Base-pairing and the double helical structure of DNA may be the most important discovery humanity has or ever will make about itself. Its extraordinary explanatory power derives from the way it stores information for making proteins, which, in turn, depends on the genetic code (Crick, 1966, Woese, 1965). The near-universal translation table assigning codons to amino acids is highly non-random; nearly all possible alternatives are more vulnerable to the effects of both mutational and readout errors (Freeland and Hurst, 1998). The importance of horizontal transfer and primordial sharing of early coding experiments during the optimization of the code have recently been described by Woese (Vestigian, et al., 2006).
Missing from this overview is a grammar for attaching meaning to codons and a molecular rationale for the specific choices made by evolution as the codon table froze into its present form. In this issue of Heredity (Rodin and Rodin, 2008), Rodin and Rodin seek a unified molecular interpretation of the genetic code based largely on two recent papers that propose to fill these gaps (Delarue, 2007, Rodin and Rodin, 2006).
The emergence of the genetic code was inseparable from the ancestry of the RNA adaptors and protein catalysts that implement it now. Uncatalyzed amino acid activation is perhaps 107 times slower than peptide bond formation. The catalytic heavy lifting required to accelerate this rate is divided equally between two unrelated enzyme superfamilies, the class I and II aminoacyl-tRNA synthetases, aaRS, each activating ten of the twenty canonical amino acids (Eriani, et al., 1990). The two aaRS classes ensure correct aminoacylation of their cognate transfer RNAs (tRNAs) by interacting from opposite sides of the acceptor stem, either with the minor (class I) or major (class II) groove, and hence acylating either the 2′- or 3′- hydroxyl groups of A76. Both the Delarue and Rodin papers reorganize the codon table to reflect these contrasting molecular recognition modes. They infer rather different, but perhaps not mutually exclusive rules.
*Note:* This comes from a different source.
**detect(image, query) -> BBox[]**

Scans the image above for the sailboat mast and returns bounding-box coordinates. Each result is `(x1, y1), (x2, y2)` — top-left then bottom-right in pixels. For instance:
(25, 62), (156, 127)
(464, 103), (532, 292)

Delarue (Delarue, 2007) argues that the partition of codons according to the aaRS class distinction facilitated a hierarchical process, by which additions to the code reduced codon ambiguity to produce the extant table with just five binary choices. Undifferentiated triplets, NNN, were nonsense codons. Codons were given meaning (pyrimidine vs purine, then U vs. C,and A vs. G), beginning with the second base and ending with the third. Differentiation between NRN and NYN triplets enabled the latter to interact with a synthetase while the former could not, and remained stop codons. Synthetase:NYN-containing tRNA interactions were ambiguous with respect to groove recognition. Defining the middle base generated four codon families, of which NCN was recognized from the major and NUN from the minor groove, while NGN remained ambiguous with respect to groove recognition, and NAN remained undefined.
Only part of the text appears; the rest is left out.